SSML Markup Capabilities for Speech Synthesis
09-09-2025 , 09-09-2025
SSML (Speech Synthesis Markup Language) is a markup language. It is used to describe text for converting into speech by neural networks.
- What is its purpose? With SSML, you can control tone, accent, pronunciation, and add pauses and other audio effects. This makes the generated speech sound more natural and expressive.
- Usage goals: The main goal is to make synthesized speech sound natural and expressive. SSML also ensures accurate pronunciation of numbers, dates, phone numbers, and other specific information.
- Who created it? SSML was developed by the World Wide Web Consortium (W3C). This organization sets web standards.
- What is its mission? SSML aims to standardize and enhance speech synthesis methods in the digital space.
For SSML documentation on the official W3C website: https://www.w3.org/TR/speech-synthesis/
Basic Rules for Writing SSML Tags
- SSML tags are usually enclosed in angle brackets, like in HTML. Example: <speak>text</speak>.
- Typically, there should be an opening and closing tag (except for <break>).
- Within tags, you can use attributes to adjust pronunciation settings.
- Some tags can be nested within others.
- SSML tag and attribute syntax follows XML standards.
Supported Tags
SpeechGen supports the most common SSML tags. Some voices might not follow certain tag attributes. Specific details are in the documentation for each parameter.

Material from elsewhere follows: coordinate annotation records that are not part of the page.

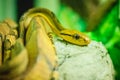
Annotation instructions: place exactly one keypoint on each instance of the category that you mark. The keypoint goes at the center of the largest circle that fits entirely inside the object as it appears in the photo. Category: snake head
(75, 37)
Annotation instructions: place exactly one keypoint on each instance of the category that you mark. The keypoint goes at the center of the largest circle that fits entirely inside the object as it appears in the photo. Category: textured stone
(90, 62)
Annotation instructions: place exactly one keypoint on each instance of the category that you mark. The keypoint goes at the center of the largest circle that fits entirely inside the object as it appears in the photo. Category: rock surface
(90, 62)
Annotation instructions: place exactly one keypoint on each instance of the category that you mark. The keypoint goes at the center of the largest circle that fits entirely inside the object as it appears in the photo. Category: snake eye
(76, 36)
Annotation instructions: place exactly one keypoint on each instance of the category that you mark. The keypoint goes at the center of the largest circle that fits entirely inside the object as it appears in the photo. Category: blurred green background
(99, 19)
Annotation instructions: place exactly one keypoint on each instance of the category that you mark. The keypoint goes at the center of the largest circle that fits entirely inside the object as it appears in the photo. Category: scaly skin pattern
(71, 36)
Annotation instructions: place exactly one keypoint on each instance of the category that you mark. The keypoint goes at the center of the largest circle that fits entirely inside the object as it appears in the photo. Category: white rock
(90, 62)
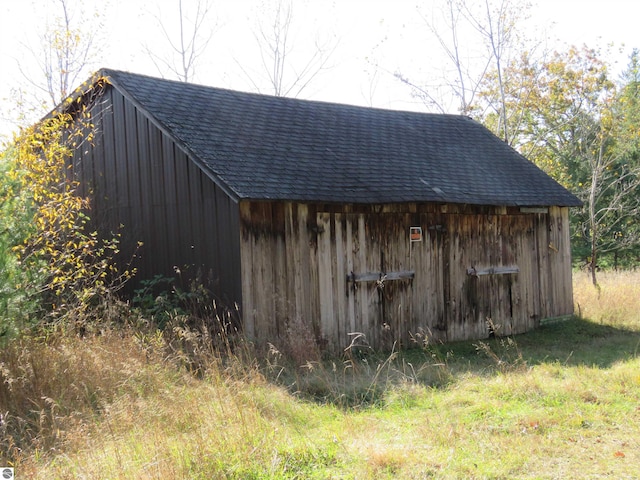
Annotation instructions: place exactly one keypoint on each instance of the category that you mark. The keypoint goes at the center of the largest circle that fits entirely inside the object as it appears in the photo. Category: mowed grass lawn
(560, 402)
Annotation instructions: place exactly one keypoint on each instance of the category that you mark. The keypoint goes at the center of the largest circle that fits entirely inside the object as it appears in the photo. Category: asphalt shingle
(265, 147)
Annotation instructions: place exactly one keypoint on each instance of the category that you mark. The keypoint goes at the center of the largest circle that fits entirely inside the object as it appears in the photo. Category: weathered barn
(341, 218)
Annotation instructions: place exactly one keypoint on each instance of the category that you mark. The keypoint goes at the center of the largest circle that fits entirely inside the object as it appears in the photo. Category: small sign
(7, 473)
(415, 234)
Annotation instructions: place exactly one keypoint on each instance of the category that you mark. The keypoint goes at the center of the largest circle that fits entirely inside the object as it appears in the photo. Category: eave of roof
(261, 147)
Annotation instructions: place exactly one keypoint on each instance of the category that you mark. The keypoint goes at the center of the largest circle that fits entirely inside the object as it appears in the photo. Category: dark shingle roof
(264, 147)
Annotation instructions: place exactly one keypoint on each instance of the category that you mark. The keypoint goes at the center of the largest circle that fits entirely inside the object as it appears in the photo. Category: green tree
(568, 116)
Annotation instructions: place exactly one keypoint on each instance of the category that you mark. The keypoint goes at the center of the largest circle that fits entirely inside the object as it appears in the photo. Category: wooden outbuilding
(339, 218)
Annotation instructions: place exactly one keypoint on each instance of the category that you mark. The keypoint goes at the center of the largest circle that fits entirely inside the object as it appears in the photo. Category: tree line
(565, 110)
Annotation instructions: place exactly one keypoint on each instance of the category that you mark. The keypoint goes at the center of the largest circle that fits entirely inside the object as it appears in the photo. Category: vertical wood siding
(297, 261)
(139, 178)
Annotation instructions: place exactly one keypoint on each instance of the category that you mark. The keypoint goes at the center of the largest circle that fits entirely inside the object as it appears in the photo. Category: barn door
(365, 278)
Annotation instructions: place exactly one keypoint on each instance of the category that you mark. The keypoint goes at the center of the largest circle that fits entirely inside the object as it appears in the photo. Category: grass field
(560, 402)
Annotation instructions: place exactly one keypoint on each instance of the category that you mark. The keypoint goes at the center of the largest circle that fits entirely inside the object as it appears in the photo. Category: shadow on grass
(577, 341)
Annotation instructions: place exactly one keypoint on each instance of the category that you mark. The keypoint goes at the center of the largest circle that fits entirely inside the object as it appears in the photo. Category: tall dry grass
(192, 403)
(615, 301)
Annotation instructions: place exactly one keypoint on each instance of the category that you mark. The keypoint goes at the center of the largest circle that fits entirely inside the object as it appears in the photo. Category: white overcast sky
(390, 33)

Below is a list of main tags with links to detailed documentation for each.
Break
Break – Pause This is the most popular tag on SpeechGen. It allows you to control pause duration.
<break time="2s"/>
Say-as
The primary SSML tag with many settings is say-as. It manages the pronunciation of various types of information.
Spell-out – Spell the text letter by letter
<say-as interpret-as="spell-out">Ashlee</say-as>
Cardinal
<say-as interpret-as="cardinal">123456789</say-as>
Ordinal
<say-as interpret-as="ordinal">3</say-as>
Fraction
<say-as interpret-as="fraction">3 1/2</say-as>
Date
<say-as interpret-as="date" format="ymd" detail="1">1969.07.21</say-as>
Time
<say-as interpret-as="time" format="hms12">2:30</say-as>
Telephone
My number is <say-as interpret-as="telephone">8883451715</say-as>
Currency
<say-as interpret-as="currency">79.4 USD</say-as>
Alias
<sub alias="Doctor">Dr.</sub> Smith.
Prosody
<prosody pitch="x-low">I'm speaking this text with an x-low constant pitch</prosody>
Emphasis
<emphasis level="strong">And today the weather is sunny.</emphasis>
Phoneme
<phoneme alphabet="ipa" ph="haɪˈpɜːrbəli">Hyperbole</phoneme>